A major emphasis of the tutorial will be on helping the attendees make links between important but sometimes confusing and ambiguous concepts from information retrieval (e.g. term weighting, query expansion, relevance feedback, classification, "local X" (e.g. local LSI, local feedback), etc.) and important but sometimes confusing and ambiguous concepts from machine learning (e.g. feature selection/extraction, supervised learning, overfitting, generalization, classification vs. regression, "neural X", etc.). Connections will also be drawn between methods developed in information retrieval and those in text mining.

Outline:

  1. Introduction
  2. Text Classification
  3. Learning Boolean Functions
  4. Feature Selection in IR
  5. Learning Probability Distributions
  6. Feature extraction in IR
  7. Instance-based Classifiers
  8. Unsupervised Learning in IR
  9. Research Directions in ML for IR
About the Instructor: David D. Lewis is a Principal Research Staff Member at AT&T Labs. He has been a researcher in information retrieval since 1985 and worked on machine learning for IR since 1990. His research interests include active learning, learning with high dimensional feature sets, estimation of class membership probabilities, evaluation in IR and machine learning, and systems issues in operational text classification.


T4
Software Agents

by Tim Finin and
Charles Nicholas
University of Maryland, Baltimore County

1pm-5pm

Software Agents for Information Retrieval

This tutorial will provide an introduction to software agents and their potential applications in IR systems. The tutorial will be divided into three sections of roughly one hour each followed by a short conclusion. The first will present concepts which underlie the software agents paradigm and illustrate them with a range of example applications. The second part will cover agent software architectures, agent communication languages, and cooperation protocols. The third segment will present examples of agent-based IR systems and discuss the techniques used in them.

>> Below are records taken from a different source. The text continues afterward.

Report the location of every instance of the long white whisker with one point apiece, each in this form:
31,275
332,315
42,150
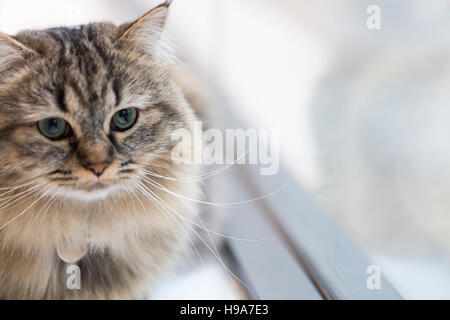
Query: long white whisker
202,240
22,213
221,205
166,214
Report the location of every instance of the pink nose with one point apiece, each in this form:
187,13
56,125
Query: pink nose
98,168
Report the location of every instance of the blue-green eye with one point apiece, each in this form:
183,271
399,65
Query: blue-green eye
54,128
124,119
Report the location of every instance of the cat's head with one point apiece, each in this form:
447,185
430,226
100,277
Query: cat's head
82,110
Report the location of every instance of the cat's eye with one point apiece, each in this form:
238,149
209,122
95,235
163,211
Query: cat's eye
124,119
54,128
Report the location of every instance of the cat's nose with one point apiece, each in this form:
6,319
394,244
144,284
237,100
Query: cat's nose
98,168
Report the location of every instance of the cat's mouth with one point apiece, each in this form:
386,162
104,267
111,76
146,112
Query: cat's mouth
97,186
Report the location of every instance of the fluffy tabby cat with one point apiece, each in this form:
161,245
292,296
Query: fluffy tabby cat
86,116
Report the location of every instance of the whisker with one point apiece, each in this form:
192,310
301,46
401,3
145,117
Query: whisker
218,257
22,213
197,225
166,214
215,204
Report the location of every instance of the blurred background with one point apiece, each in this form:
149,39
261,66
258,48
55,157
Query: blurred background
363,114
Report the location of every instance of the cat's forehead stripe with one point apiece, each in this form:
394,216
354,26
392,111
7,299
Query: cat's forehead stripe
83,65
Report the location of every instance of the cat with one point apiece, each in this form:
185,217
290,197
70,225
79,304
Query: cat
86,116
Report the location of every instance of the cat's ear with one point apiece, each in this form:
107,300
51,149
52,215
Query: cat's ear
12,50
146,33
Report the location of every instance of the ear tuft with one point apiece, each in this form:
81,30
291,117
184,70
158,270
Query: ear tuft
11,51
146,34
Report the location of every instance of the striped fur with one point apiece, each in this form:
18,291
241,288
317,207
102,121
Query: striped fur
83,75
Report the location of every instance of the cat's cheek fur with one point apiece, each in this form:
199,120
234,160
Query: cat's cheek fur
130,248
133,234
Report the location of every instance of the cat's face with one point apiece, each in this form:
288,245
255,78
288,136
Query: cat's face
84,110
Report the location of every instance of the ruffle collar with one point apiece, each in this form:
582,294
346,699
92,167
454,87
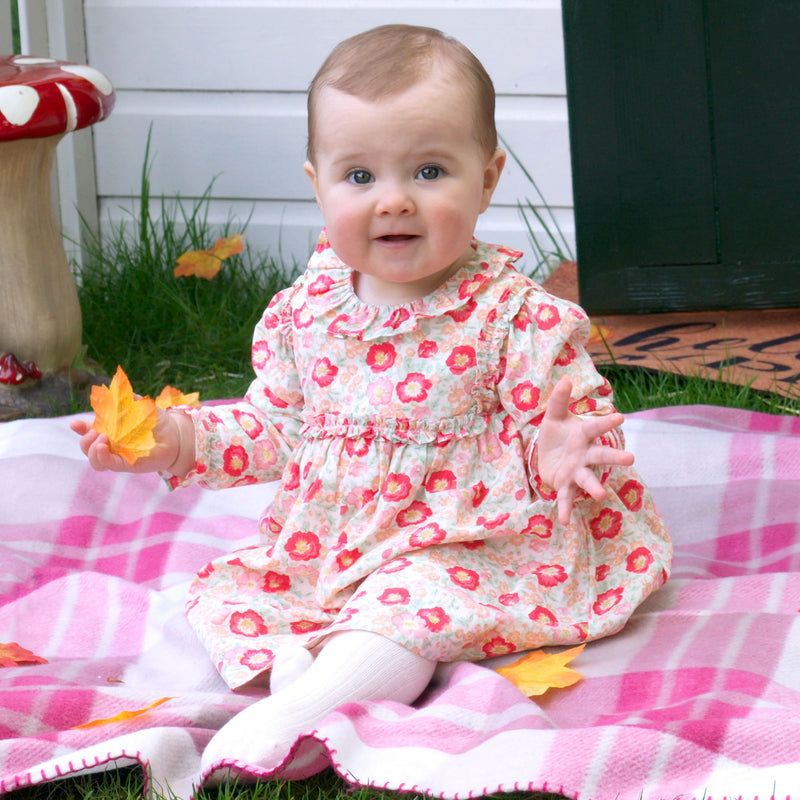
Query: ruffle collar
330,293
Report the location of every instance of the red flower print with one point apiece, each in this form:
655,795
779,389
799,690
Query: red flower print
347,558
247,623
394,597
260,354
435,619
415,514
441,481
398,317
414,389
550,574
381,357
522,320
235,460
639,560
303,546
509,432
546,316
471,285
428,349
302,317
398,565
320,285
539,525
323,372
249,423
257,660
397,487
338,324
461,358
274,399
606,525
632,495
525,396
479,492
544,616
498,647
427,535
356,447
305,626
566,356
606,601
465,578
275,582
495,522
291,476
313,490
465,312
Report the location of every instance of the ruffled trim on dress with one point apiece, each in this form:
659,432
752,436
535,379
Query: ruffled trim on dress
330,293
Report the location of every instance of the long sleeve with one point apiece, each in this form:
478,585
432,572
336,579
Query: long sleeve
546,341
250,441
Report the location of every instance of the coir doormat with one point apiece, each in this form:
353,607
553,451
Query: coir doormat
759,348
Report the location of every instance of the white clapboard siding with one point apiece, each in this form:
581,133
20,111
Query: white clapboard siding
221,87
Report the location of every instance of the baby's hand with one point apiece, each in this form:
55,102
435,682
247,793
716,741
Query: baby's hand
568,449
162,457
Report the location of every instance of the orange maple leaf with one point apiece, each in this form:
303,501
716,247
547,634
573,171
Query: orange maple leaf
12,655
536,672
207,263
126,421
170,396
122,716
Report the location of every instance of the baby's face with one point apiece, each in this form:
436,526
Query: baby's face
401,182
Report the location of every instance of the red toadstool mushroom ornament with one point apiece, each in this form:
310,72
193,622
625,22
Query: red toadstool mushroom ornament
41,100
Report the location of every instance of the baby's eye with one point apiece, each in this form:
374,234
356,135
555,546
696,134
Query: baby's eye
430,172
359,177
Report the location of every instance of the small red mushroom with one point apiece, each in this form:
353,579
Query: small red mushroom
41,100
13,372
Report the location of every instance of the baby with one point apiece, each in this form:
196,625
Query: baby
453,483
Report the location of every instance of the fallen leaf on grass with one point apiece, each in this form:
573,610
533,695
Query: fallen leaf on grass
207,263
122,716
170,396
126,421
13,655
538,671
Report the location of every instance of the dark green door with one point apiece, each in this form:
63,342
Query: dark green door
685,137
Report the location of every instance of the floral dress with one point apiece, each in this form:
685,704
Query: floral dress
409,503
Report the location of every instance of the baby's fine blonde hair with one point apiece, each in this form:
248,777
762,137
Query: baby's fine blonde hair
389,59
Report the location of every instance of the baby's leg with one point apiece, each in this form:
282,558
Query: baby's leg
352,666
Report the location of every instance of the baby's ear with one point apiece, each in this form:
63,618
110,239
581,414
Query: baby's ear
491,176
308,168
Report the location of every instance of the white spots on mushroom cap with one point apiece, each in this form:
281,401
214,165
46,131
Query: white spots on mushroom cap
72,111
31,60
97,79
17,103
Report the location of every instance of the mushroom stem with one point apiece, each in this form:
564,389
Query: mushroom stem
40,316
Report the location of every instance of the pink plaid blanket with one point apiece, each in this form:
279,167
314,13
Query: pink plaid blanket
699,697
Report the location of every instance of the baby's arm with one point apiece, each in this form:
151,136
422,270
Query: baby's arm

Who should attend: Introductory

About the Instructors:

Dr. Timothy Finin is a Professor of Computer Science and Electrical Engineering at the University of Maryland Baltimore County. He has had over 25 years of experience in the applications of Artificial Intelligence to problems in database and knowledge base systems, intelligent information systems, expert systems, natural language processing, intelligent interfaces and robotics. He is currently working on the development of technology to support intelligent information agents. Prior to joining the UMBC, he was a Technical Director at the Unisys Center for Advanced Information Technology, a member of the faculty of the University of Pennsylvania, and on research staff of the MIT AI Lab. He holds a PhD in Computer Science from the University of Illinois. Finin is the author of over eighty research publications. He has been chair or program chair of several conferences in the area of intelligent systems and served as technical co-chair of Autonomous Agents-98.

Dr. Charles Nicholas is an Associate Professor of Computer Science at the University of Maryland Baltimore County. He received a Ph.D. in Computer Science from The Ohio State University in 1988. He has been at UMBC since August 1988. Nicholas served as the General Chair of CIKM'95, CIKM'96, CIKM'97, and CIKM'98. He was Co-Chair of the Principles of Digital Document Processing Workshops PODP'96 and PODDP'98. His areas of interest include information retrieval, electronic document processing, and software engineering. Dr. Nicholas is currently the director of the Center for Architectures for Data-driven Information Processing, a DOD-sponsored research center located at UMBC.